The “Mainline Kademlia” protocol

Kademlia is a description of the network interactions and rpc calls that can form a distributed hash table. Today, these kad based DHTs are one of the most common forms of distributed storage. However, since kademlia does not specify the application level protocol to make calls, it is instead implemented on top of existing application protocols, making many of the rings incompatible with each other.

I was interested specifically in the Kad ring that is used by the Mainline Bitorrent client. This storage is used in practice as a distributed source of information about torrents, so that new peers can join a swarm even when there is no tracker present. The ring is used by utorrent, the official bittorrent.com client, and the Vuze client with an optional plugin. (Vuze has a native DHT which is incompatible with other systems.)
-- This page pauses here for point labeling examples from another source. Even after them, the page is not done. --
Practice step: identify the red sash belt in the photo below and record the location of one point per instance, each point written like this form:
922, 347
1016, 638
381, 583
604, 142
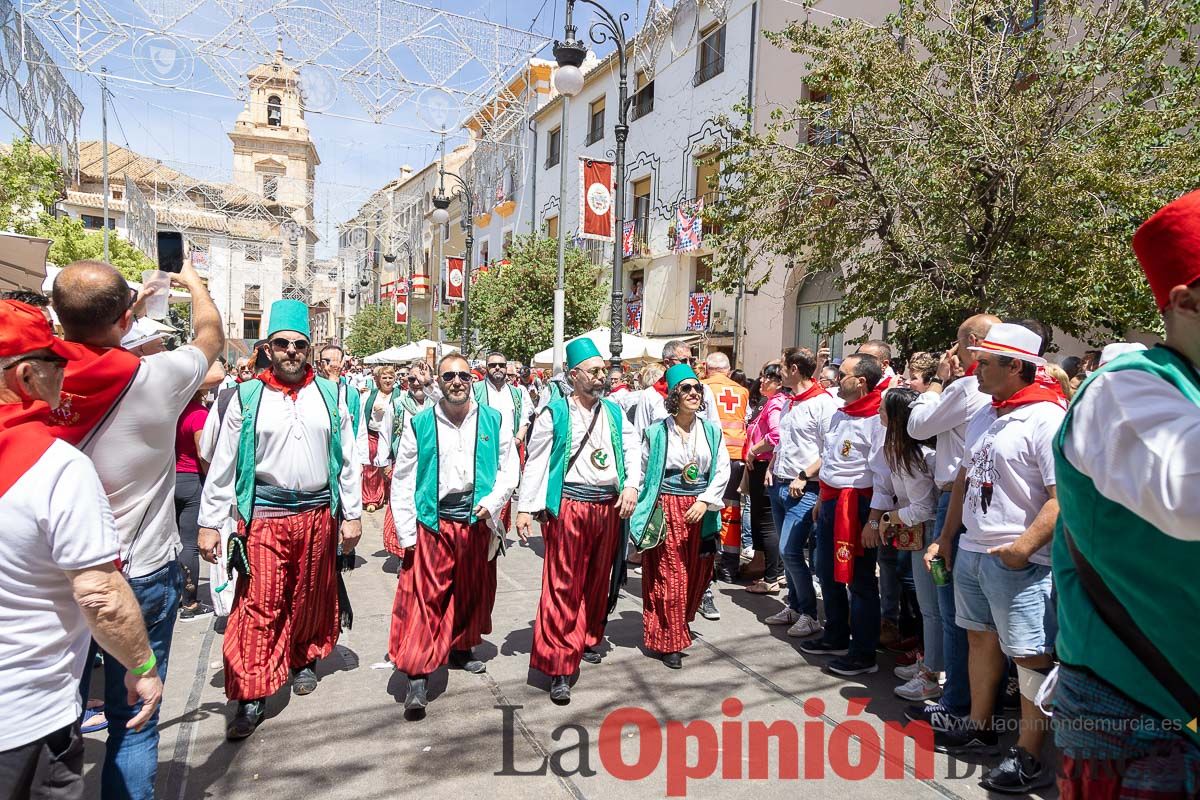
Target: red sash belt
847, 529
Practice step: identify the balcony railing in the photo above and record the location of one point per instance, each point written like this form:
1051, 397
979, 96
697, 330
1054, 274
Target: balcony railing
708, 71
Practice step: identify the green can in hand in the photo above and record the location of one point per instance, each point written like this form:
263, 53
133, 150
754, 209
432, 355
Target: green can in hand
937, 569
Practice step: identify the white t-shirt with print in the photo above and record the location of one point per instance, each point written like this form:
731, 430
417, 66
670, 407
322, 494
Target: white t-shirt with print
135, 455
1009, 463
54, 518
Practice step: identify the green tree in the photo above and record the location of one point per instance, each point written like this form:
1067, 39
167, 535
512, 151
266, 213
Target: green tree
373, 329
961, 158
513, 307
73, 242
30, 184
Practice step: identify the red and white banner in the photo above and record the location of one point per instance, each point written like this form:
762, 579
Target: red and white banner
595, 199
401, 302
455, 280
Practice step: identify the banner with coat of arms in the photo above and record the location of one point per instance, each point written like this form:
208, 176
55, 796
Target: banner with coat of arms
595, 199
700, 311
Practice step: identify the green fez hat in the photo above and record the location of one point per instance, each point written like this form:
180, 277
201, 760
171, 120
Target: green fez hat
580, 350
678, 373
289, 316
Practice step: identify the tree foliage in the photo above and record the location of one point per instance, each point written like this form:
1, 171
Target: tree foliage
513, 307
30, 184
966, 157
373, 329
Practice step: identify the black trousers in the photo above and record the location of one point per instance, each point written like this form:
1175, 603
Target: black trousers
47, 769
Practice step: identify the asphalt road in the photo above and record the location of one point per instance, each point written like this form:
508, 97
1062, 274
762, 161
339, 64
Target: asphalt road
697, 732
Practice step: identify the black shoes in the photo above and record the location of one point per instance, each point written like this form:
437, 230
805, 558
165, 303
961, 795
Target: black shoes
561, 690
465, 660
247, 719
305, 680
417, 699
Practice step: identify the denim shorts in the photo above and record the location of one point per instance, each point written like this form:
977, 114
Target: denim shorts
1014, 603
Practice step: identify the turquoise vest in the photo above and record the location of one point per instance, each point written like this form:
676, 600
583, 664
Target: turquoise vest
517, 402
1131, 554
657, 467
250, 394
559, 451
487, 461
Unsurprisingly, the protocol for this DHT is well advertised. The reason is two-fold: first, the amount of space is limited, and it is hard for clients to tell between valid and invalid data, so you don’t want to allow arbitrary data into the DHT. Secondly, the questionable legality of many torrents means that it is detrimental for a third party to have a means to easily monitor the swarm.

The Protocol

This DHT is described as a Bittorrent BEP . There are three remote procedure calls that need to be implemented for the protocol, and a fourth (ping) that can be used to help with reliability

ping

ping is used simply to make sure that another host in your routing table is still alive. this is sent out periodically, and in fact with quite rapid frequency to make sure that your view of the DHT ring is mostly correct. The ping is made with your id in the ring, and is responded to with the remote hosts ID.

find_node

this is used to discover new hosts in the DHT my querying known nodes. You specify a specific point on the ring, and the host will return the 8 closest hosts to that point that it knows. You must recursively send this request to find the closest possible node to any given point, since that mirrors the mode used by new nodes to join the ring.

get_peers

This is the get request of the protocol. You can ask a host for the data stored against a 20 byte key. If it has data for that key it will return it, as well as a token which you can then use to modify that data.
Data is stored in multiples of 26 bytes, where the first 20 represent a position on the ring, the next four are the IP4 address of that node and the final two are the port. The claim is that these nodes may be active in the swarm with the requested 20byte key.

announce_peer

Using the token from a previous get_peers request, you can add your own 26 bytes of data to the table.

Uses

It turns out that you can use this data to store messages of around 1MB. To do this, you choose a key for the message, find the closest node to that key, and then execute a string of alternating get_peers and announce_peer requests. You would use the port number as an index for ordering of your messages, and the 20 byte index fields to store the actual data. The primary problem is that recovery is not guaranteed. Each get_peers request will return only a limited number of peers, and depending on the method used data will either be lost (all but the last few messages will be dropped from the DHT) or returned randomly.

A more sophisticated storage method could get around this problem. My first inclination would be to set up a system which jumped keys fairly frequently, storing at most 4 to 8 messages in each key, and then a pointer to the next key. This method would also remove the size limitation caused by the naive implementation but would be more susceptible to data loss issues.